Halpin explained the importance of that moment when a green or relatively inexperienced horse peeks at something out of the ordinary and how the rider reacts to it.

“It looked to me when that horse saw something that it wasn’t quite sure about, she would end up on a little bit of a short rein, and then she felt like she needed to push it through that moment,” Halpin said.

“I actually think it needs the opposite, to only jump things that you feel comfortable with jumping with a loose rein, and keeping your leg off and letting him think about it. Because that horse, as soon as you put your leg on in stressful situation, it would stop. So you want to just trot around until the situations don’t become stressful, and then teach it enough about the leg that the leg is a supporting aid, not something to force him into something.”

What to do when the fences get bigger and the questions get tougher

With her training level jumping group, Halpin set a big oxer with guide rails right up the center of the ring. On the front side of the oxer, she placed a take-off rail and a ground pole four strides out. Riders took turns cantering up the exercise off both leads, many having issues moving up too much to the jump in the four strides after the rail.

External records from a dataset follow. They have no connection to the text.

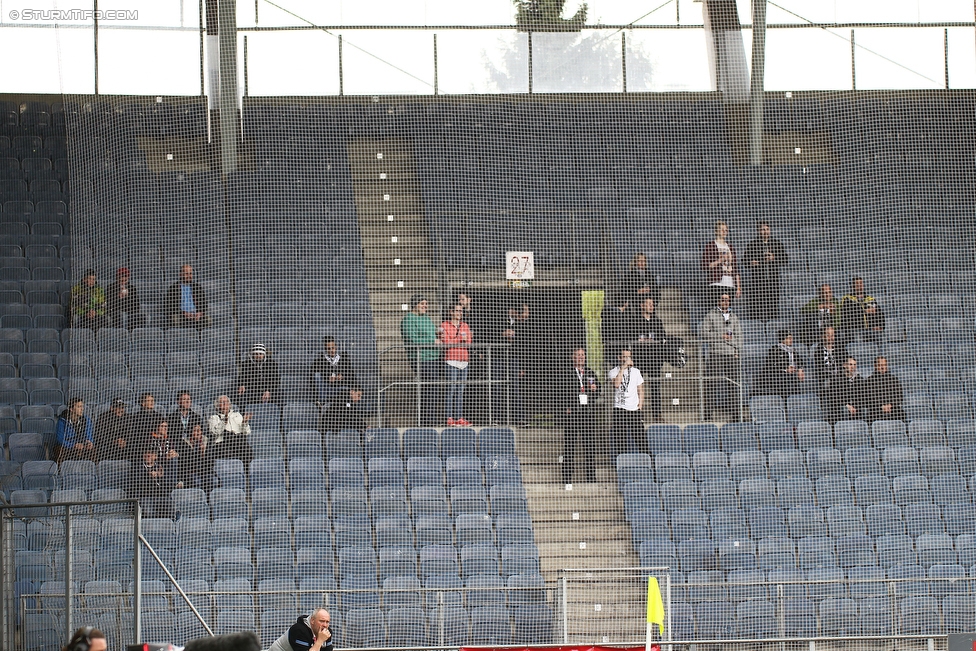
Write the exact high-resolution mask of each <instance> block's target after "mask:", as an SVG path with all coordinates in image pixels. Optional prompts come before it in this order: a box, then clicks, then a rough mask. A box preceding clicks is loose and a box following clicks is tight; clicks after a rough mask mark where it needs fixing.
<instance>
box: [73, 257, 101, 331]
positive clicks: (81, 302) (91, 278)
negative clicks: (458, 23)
mask: <svg viewBox="0 0 976 651" xmlns="http://www.w3.org/2000/svg"><path fill="white" fill-rule="evenodd" d="M108 325H109V320H108V317H107V316H105V290H104V289H102V288H101V287H99V286H98V280H97V278H96V277H95V270H94V269H89V270H88V271H86V272H85V275H84V276H82V277H81V280H80V281H79V282H78V284H77V285H75V286H74V287H72V288H71V327H72V328H91V329H92V330H97V329H98V328H104V327H106V326H108Z"/></svg>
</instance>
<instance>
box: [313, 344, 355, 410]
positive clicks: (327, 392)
mask: <svg viewBox="0 0 976 651" xmlns="http://www.w3.org/2000/svg"><path fill="white" fill-rule="evenodd" d="M322 348H323V349H324V350H323V352H321V353H319V355H318V357H316V358H315V361H314V362H312V377H311V391H312V395H313V396H315V401H316V402H318V403H321V406H322V407H323V408H325V409H328V408H329V405H330V404H332V403H333V402H335V401H337V400H341V399H342V397H343V394H344V393H345V392H346V391H348V390H349V387H351V386H353V385H355V384H356V372H355V371H354V370H353V368H352V361H351V360H350V359H349V354H348V353H345V352H343V353H340V352H339V345H338V344H337V343H336V340H335V337H332V336H326V337H323V338H322Z"/></svg>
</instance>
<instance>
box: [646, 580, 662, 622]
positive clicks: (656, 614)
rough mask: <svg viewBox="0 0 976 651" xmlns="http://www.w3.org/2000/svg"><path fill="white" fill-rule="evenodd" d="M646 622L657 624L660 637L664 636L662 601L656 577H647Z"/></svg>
mask: <svg viewBox="0 0 976 651" xmlns="http://www.w3.org/2000/svg"><path fill="white" fill-rule="evenodd" d="M647 623H648V624H657V626H658V630H659V631H660V633H661V637H664V601H663V600H662V599H661V587H660V586H659V585H658V584H657V578H655V577H653V576H649V577H647Z"/></svg>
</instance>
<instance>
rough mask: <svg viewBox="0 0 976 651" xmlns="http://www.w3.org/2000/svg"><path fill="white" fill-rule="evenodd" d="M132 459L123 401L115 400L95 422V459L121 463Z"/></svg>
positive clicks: (99, 460)
mask: <svg viewBox="0 0 976 651" xmlns="http://www.w3.org/2000/svg"><path fill="white" fill-rule="evenodd" d="M131 457H132V448H131V447H130V446H129V418H128V416H127V415H126V413H125V401H124V400H122V398H116V399H114V400H113V401H112V403H111V404H110V405H109V407H108V409H106V410H105V411H103V412H102V413H101V414H99V415H98V418H97V419H96V420H95V458H96V459H97V460H98V461H105V460H114V461H121V460H124V459H129V458H131Z"/></svg>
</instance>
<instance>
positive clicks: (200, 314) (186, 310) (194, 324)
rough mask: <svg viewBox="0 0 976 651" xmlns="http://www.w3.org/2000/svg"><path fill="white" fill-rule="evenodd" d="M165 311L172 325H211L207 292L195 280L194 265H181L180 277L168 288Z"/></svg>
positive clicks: (205, 325) (176, 325)
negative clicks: (210, 324) (193, 272)
mask: <svg viewBox="0 0 976 651" xmlns="http://www.w3.org/2000/svg"><path fill="white" fill-rule="evenodd" d="M163 312H164V313H165V314H166V318H167V319H169V322H170V325H171V326H173V327H177V328H205V327H207V326H208V325H210V323H209V322H210V317H209V316H207V294H206V292H204V291H203V287H201V286H200V284H199V283H197V282H195V281H194V280H193V267H191V266H190V265H188V264H185V265H183V266H182V267H180V279H179V281H178V282H175V283H173V284H172V285H170V287H169V289H168V290H166V300H165V301H164V303H163Z"/></svg>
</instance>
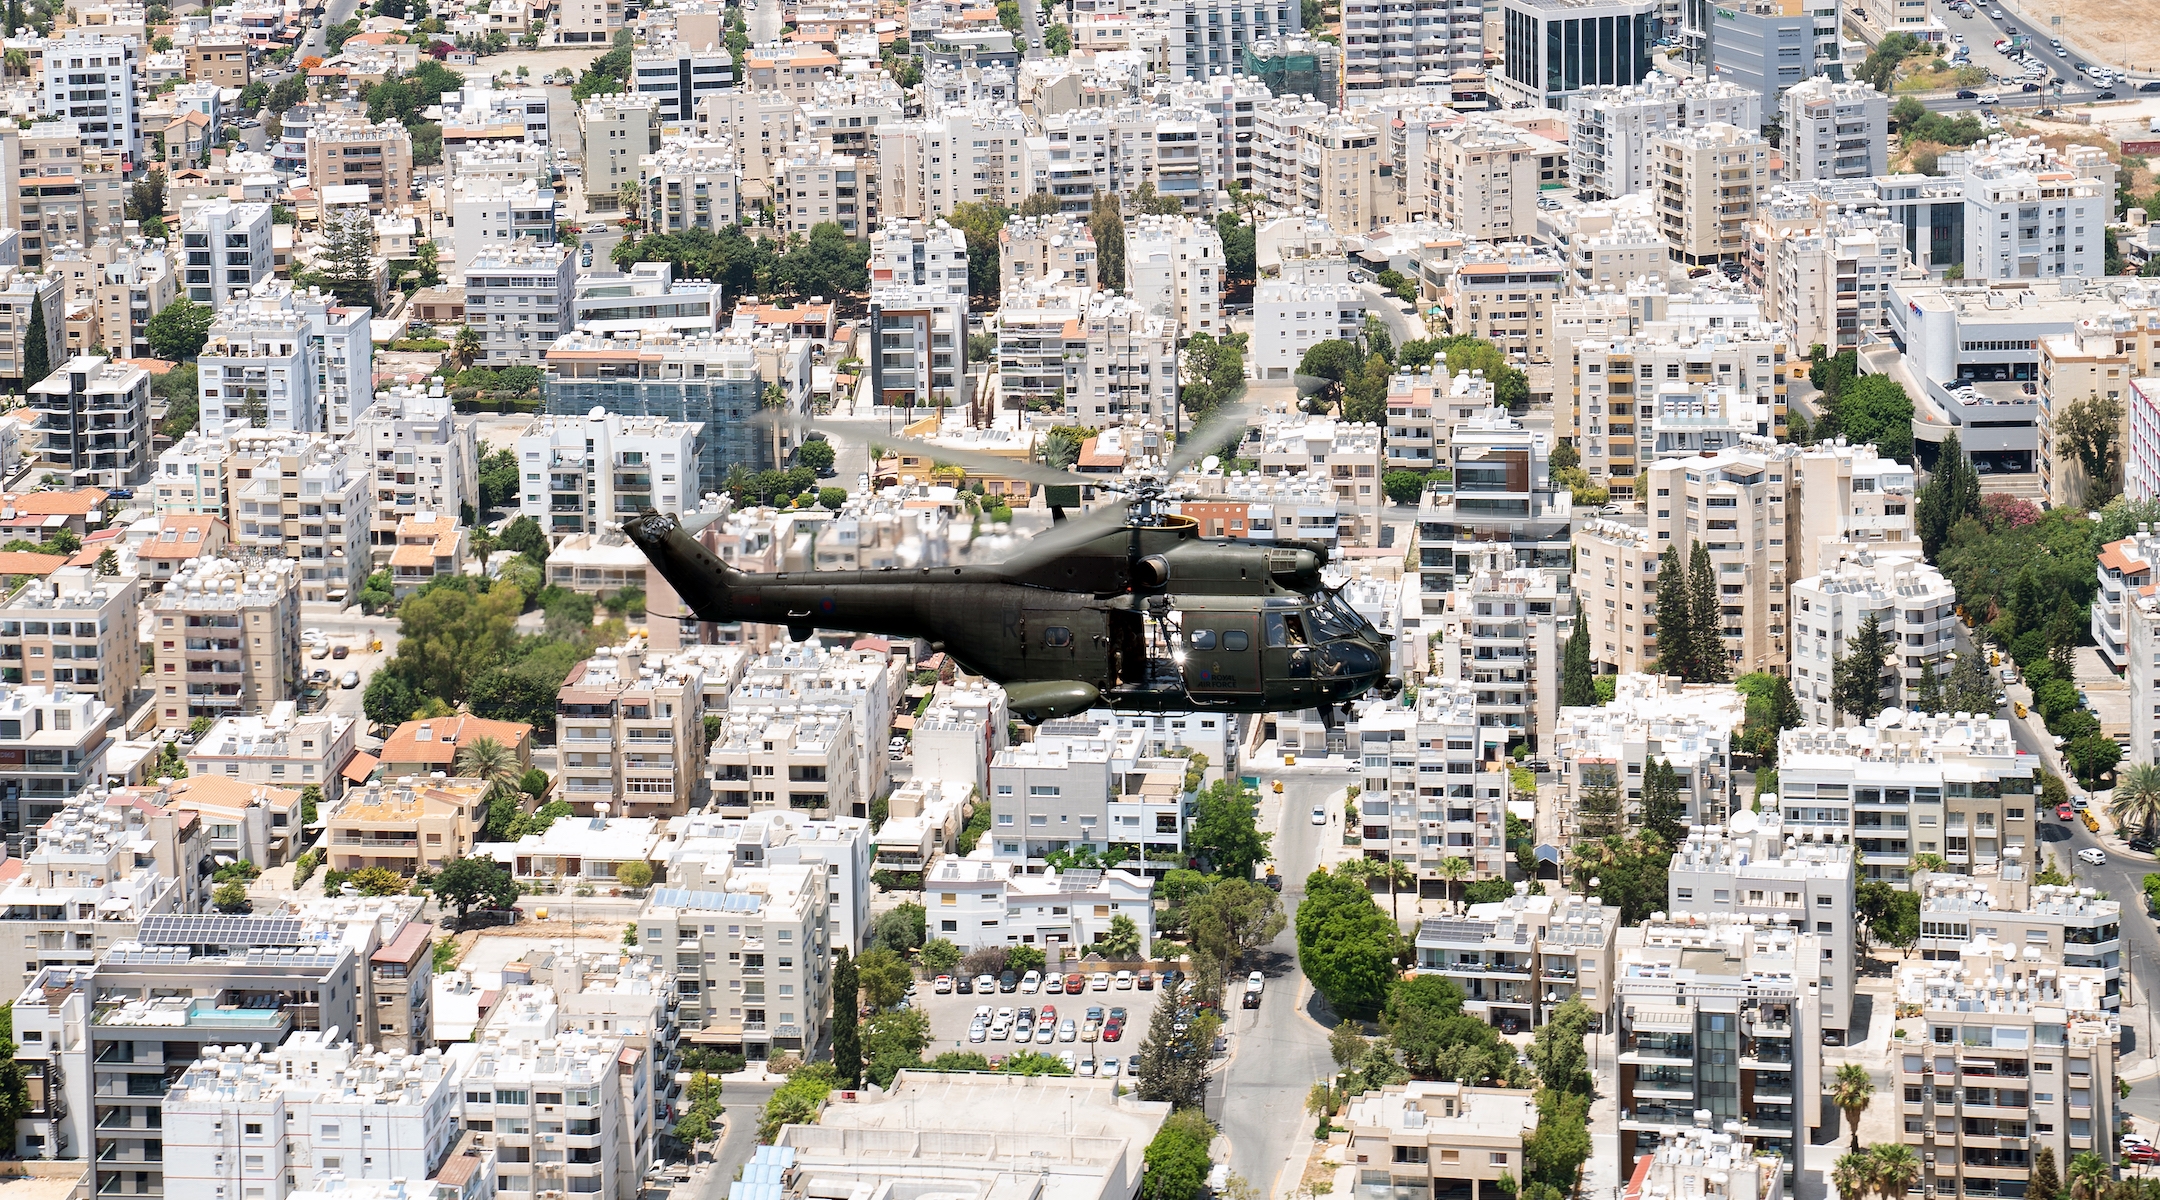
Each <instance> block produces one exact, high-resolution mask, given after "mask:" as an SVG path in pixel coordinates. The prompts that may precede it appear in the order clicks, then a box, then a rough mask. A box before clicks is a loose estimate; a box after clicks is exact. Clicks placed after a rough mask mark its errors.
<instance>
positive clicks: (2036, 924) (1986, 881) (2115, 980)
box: [1912, 861, 2123, 1012]
mask: <svg viewBox="0 0 2160 1200" xmlns="http://www.w3.org/2000/svg"><path fill="white" fill-rule="evenodd" d="M2041 865H2043V863H2039V861H2035V863H2024V865H2011V868H2007V870H2002V872H1996V874H1985V876H1974V874H1955V872H1920V874H1916V876H1914V881H1912V887H1914V891H1918V894H1920V941H1918V952H1920V954H1918V956H1920V960H1922V963H1957V960H1961V958H1963V950H1966V947H1968V945H1972V939H1974V937H1987V939H1992V941H1996V943H2000V945H2015V947H2020V954H2037V956H2039V958H2043V960H2050V963H2061V965H2063V967H2080V969H2093V971H2100V978H2102V980H2104V984H2102V991H2100V1006H2102V1008H2106V1010H2110V1012H2119V1010H2121V1006H2123V902H2121V900H2100V898H2097V896H2093V889H2091V887H2078V885H2074V883H2063V885H2050V883H2030V876H2033V874H2035V872H2037V870H2039V868H2041ZM2026 947H2033V950H2026Z"/></svg>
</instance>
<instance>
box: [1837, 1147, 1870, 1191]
mask: <svg viewBox="0 0 2160 1200" xmlns="http://www.w3.org/2000/svg"><path fill="white" fill-rule="evenodd" d="M1830 1187H1836V1189H1838V1200H1864V1198H1866V1194H1868V1191H1873V1189H1875V1159H1871V1157H1868V1155H1866V1153H1862V1150H1853V1153H1851V1155H1838V1165H1834V1168H1830Z"/></svg>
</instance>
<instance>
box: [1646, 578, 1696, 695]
mask: <svg viewBox="0 0 2160 1200" xmlns="http://www.w3.org/2000/svg"><path fill="white" fill-rule="evenodd" d="M1652 615H1655V617H1657V673H1659V676H1680V678H1683V680H1689V678H1693V676H1696V630H1693V622H1691V609H1689V604H1687V568H1685V565H1680V548H1678V546H1674V544H1668V546H1665V553H1663V555H1659V559H1657V613H1652Z"/></svg>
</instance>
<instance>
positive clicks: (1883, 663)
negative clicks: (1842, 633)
mask: <svg viewBox="0 0 2160 1200" xmlns="http://www.w3.org/2000/svg"><path fill="white" fill-rule="evenodd" d="M1888 656H1890V645H1888V643H1886V639H1884V630H1881V626H1879V624H1877V622H1875V613H1868V619H1864V622H1860V632H1855V635H1853V637H1849V639H1845V656H1842V658H1838V660H1836V665H1832V669H1830V704H1832V708H1836V710H1838V712H1842V714H1847V717H1851V719H1853V721H1855V723H1860V721H1866V719H1871V717H1875V714H1879V712H1881V706H1884V660H1886V658H1888Z"/></svg>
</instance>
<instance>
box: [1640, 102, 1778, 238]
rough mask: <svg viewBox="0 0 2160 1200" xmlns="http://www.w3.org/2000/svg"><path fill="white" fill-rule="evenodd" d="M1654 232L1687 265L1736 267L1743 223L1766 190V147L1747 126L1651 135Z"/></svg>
mask: <svg viewBox="0 0 2160 1200" xmlns="http://www.w3.org/2000/svg"><path fill="white" fill-rule="evenodd" d="M1650 160H1652V164H1655V168H1657V171H1659V190H1657V205H1655V209H1652V212H1655V214H1657V231H1659V233H1661V235H1663V237H1665V242H1668V244H1670V246H1672V257H1674V261H1680V263H1687V265H1702V263H1722V261H1732V263H1737V261H1739V259H1741V255H1743V253H1745V248H1747V218H1752V216H1754V209H1756V201H1758V199H1760V194H1763V192H1765V190H1767V188H1769V142H1767V140H1763V134H1760V132H1758V129H1756V127H1754V125H1750V127H1739V125H1724V123H1711V125H1700V127H1696V125H1689V127H1683V129H1665V132H1661V134H1652V136H1650Z"/></svg>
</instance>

Heather Thomas on Rooster jumping the oxer with guiderails exercise.

Halpin had everyone stop so she could explain the purpose of the exercise.  

“Whenever we start adding some height or some difficulty, maybe the water or a big square oxer, or anything like that, you want to think that it always comes from a very positive little packaged, quiet place, and then you move,” Halpin said. “So it depends what level of RPMs you need in that quiet moment, depending on what the thing is, depending on how scared they are of the thing.

“If it’s just a small up bank, and you’re not that worried about it, you don’t want to go galloping across the field and never set up,” Halpin continued. “You just want to slow down for a second and let them pop over it. If it’s a water jump and they’re scared of the water, on the way to it you’re going to send them bring them back, send them bring them back, and as you come around the turn, you’re going to put your thumb on those RPMs, but it’s still going to be coming from a quiet place.”  


Nancy Elberty on Bella over the oxer exercise.